Fig 4. Distribution of differentially methylated AIMS-Seq amplicons.

A, The results of five different comparisons (as illustrated in Fig 1) are distributed in rows. MA plots show the log2 ratio of the number of normalized reads per amplicon in the indicated comparisons. B, Relative distribution (% of the AIMS-Seq virtual universe) of hypermethylations (red) and hypomethylations according to different genomic features regarding gene context (UTR, exons, introns, junction exons/introns), genome element (CpG island, CpG island shore, LINE, SINE, LTR and non classified elements) and distance to transcription start site (TSS).

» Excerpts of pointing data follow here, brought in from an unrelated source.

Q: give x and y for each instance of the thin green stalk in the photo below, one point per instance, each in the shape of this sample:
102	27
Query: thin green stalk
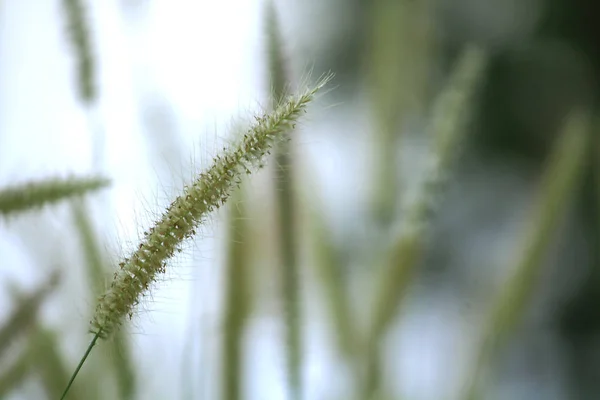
15	374
237	301
21	198
81	362
398	57
331	275
560	180
25	313
79	35
178	223
450	113
284	187
121	360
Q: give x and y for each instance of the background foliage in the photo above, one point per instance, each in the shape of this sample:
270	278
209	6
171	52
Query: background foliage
431	232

Fig 5. Differentially methylated domains in Differentiated-ISC and Adenoma-ISC comparisons.

Four examples are illustrated. Each track corresponds to the number of normalized reads in the AIMS-seq for each sample. Highlighted regions indicate domains larger than 50 kb and with at least 5 amplicons showing differential methylation between samples. R4 and R7 domains are hypermethylated in differentiated and adenoma cells versus ISCs. R10 and R12 domains are hypomethylated in adenoma cells versus ISCs and differentiated cells.

Fig 6. Differential gene expression.

A, Diagram of the gene expression analyses performed by microarrays. Comparisons are denoted by connecting lines. The number of genes overexpressed in the sample pointed by the arrowhead is indicated next to the connecting line. B, Overlapping of genes differentially expressed in different pair of samples. C, Semantic representation of biological processes enriched in genes overexpressed in adenomas and CT26 cells compared with the respective normal tissue. The graph was generated with Revigo [84]. Bubble size indicates the-log10 of the FDR (see Table K in S2 File for details).